Ersin Tatar Kıbrıs’ı direkten döndürdü.
Pek yakında, anavatanda da aynı sorunla karşılaşırsak,
şaşmamalıyız.
Nitekim İzmir milletvekili Ali Yiğit İzmir’in Türkiye’den ayrılıp AB’ye bağlanmasından, İzmir Belediye
Başkanı Tunç Soyer de, İzmir için ayrı
para, ayrı bayraktan söz ettiler.
Sadece Kıbrıs’ta değil, burada
da alarm zilleri çalıyor.
Bütün bunlar eğitim
sistemimizin harikulade(!) sonuçlarıdır.
Bu zihniyet, “28 Şubat”la yeniden üretildi, hortlatıldı,
alevlendirildi.
AK Parti iktidarı, sorunu ya teşhis edemedi, ya bu zihniyete
bigâne kalıyor, ya değiştirmeye gücü
yetmiyor, ya da iyi geçinmek
uğruna göz yumuyor.
Eğitimde sürekli revizyon yapılıyor, ancak temel soruna
dokunulamıyor.
Eğitim sistemimiz, 19. Yüzyılın çağdışı, irrealist, demode, “pozitivist, materyalist, natüralist,
Darwinist” safsatalarına imanını ısrarla sürdürüyor.
Tanzimat’ ta başlatılan ve “Tek Parti” döneminde taşa kazınan “pozitivist-materyalist-darwinist iman”a
bir türlü dokunulamıyor.
Yapılacak
olan;
Müfredattan 10 cümle silmek, on doğru
cümle eklemektir.
19. asrın, kokuşmuş safsata ve hurafelerini çöpe atıp, körpe beyinleri yerli ve milli hale getirmektir.
O çevreler kıyameti koparacaklardır.
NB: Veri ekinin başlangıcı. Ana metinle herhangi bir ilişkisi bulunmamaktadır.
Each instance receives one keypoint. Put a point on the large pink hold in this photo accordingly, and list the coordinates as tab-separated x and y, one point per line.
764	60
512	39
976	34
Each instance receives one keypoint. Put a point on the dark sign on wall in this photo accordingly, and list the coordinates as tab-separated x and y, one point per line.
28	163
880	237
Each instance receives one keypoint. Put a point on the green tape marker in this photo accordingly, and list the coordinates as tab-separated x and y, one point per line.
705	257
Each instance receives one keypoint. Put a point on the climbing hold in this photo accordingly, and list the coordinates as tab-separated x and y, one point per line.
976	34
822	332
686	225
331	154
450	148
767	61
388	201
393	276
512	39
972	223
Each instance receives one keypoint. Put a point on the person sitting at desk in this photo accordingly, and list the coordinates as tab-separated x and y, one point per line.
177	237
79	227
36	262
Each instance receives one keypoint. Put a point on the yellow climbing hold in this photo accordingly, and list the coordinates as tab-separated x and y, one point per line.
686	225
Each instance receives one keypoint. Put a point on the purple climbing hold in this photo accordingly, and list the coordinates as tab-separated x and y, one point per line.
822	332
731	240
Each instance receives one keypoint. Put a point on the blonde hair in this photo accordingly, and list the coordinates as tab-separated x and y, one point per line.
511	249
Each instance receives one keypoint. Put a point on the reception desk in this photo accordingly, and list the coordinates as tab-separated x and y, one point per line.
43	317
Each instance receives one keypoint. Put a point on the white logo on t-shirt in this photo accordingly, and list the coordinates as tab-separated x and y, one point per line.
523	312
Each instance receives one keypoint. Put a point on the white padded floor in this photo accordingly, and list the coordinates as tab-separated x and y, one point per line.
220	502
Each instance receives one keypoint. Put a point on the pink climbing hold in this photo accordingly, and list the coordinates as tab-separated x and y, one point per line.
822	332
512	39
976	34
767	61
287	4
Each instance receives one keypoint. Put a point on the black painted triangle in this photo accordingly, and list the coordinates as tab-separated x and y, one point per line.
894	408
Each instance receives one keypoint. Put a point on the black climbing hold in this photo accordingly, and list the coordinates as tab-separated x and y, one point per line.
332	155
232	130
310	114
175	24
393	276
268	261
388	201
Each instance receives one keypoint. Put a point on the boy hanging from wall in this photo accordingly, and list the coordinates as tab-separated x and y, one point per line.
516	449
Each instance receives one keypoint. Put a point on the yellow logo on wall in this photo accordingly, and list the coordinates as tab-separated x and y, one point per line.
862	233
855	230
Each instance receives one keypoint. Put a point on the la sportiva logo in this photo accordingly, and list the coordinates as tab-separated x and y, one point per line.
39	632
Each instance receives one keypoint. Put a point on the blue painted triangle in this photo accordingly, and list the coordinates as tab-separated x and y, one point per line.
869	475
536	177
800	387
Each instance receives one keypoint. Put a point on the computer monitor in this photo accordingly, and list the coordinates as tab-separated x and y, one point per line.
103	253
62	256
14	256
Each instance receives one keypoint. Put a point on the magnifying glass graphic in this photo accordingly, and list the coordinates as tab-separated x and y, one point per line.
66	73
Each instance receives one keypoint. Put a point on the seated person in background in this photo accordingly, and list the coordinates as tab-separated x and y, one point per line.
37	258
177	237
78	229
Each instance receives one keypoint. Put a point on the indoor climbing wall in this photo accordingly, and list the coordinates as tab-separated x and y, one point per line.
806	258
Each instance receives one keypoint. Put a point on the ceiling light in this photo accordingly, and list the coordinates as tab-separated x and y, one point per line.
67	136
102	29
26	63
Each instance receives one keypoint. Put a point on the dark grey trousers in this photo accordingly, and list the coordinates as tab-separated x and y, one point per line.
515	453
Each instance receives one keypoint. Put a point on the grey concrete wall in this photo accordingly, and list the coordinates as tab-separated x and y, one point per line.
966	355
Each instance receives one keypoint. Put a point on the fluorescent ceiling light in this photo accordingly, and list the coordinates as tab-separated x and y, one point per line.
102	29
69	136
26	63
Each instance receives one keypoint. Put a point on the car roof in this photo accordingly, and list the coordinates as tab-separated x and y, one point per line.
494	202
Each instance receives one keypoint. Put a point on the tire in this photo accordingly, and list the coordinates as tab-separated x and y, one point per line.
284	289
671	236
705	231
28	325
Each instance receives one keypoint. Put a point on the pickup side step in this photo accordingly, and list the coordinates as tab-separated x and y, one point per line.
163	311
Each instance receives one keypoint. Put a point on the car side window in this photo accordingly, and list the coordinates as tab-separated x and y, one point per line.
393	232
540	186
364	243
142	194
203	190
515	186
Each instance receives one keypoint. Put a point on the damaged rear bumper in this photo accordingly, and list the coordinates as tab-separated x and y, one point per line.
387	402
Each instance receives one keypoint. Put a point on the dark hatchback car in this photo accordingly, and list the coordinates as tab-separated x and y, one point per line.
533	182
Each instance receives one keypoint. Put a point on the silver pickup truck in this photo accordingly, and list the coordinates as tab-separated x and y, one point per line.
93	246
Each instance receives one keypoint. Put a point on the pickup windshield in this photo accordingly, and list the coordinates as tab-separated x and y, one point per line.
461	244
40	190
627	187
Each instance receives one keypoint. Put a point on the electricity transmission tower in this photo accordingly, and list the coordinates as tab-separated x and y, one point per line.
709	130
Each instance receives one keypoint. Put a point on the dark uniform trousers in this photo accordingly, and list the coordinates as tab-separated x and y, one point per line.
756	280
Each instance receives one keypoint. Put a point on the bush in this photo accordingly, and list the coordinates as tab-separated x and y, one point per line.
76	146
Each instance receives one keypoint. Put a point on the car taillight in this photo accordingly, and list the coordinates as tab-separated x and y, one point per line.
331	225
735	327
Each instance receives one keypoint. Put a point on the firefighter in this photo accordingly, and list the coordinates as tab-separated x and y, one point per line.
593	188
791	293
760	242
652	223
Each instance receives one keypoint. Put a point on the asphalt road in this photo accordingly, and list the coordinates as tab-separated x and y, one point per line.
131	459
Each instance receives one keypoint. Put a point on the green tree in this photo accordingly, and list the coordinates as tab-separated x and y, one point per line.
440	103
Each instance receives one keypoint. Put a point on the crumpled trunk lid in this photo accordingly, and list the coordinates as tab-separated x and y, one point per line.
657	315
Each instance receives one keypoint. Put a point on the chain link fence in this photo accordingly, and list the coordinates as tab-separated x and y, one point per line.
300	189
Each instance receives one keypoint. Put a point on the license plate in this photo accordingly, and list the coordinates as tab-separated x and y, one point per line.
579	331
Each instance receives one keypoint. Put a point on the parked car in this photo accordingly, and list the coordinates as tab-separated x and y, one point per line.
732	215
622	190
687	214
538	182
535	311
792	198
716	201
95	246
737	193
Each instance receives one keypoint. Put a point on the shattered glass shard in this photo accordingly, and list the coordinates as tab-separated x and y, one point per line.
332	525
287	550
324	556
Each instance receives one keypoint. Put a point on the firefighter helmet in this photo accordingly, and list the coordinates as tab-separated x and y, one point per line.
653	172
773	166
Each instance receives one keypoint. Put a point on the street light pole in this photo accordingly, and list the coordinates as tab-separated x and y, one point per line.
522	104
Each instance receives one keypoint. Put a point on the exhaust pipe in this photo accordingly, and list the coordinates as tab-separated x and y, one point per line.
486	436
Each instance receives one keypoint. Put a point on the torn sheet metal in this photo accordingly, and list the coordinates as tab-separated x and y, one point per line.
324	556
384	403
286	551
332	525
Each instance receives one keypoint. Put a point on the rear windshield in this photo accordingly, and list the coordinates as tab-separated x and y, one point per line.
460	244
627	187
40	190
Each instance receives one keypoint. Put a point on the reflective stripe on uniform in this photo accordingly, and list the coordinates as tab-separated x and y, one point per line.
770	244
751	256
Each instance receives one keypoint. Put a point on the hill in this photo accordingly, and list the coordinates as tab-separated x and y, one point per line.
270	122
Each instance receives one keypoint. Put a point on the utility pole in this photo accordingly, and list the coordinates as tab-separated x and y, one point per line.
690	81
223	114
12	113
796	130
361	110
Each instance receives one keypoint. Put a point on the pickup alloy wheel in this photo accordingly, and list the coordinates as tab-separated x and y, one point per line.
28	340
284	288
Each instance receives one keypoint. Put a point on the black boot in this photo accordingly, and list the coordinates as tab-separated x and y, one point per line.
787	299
Ancak o kıyamet kopmak zorundadır.
Aksi taktirde;
Rustov’undikkat
çektiği “Harikulade Eğitim Sistemi(!)” bu
gidişle “Türkiye Türkü”nü de “Kıbrıs Türkü” haline getirecektir.
Eğitim S.O.S veriyor.
Yüz yüze eğitim, bilgisayarlı eğitim, 4 artı bilmem kaç derken öz elden gidiyor.
Çocuklarımız iyi birer “Rum
hayranı”, “Batı Eziği” olduktan
sonra, harikulade mesleklere sahip olsalar ne yazar?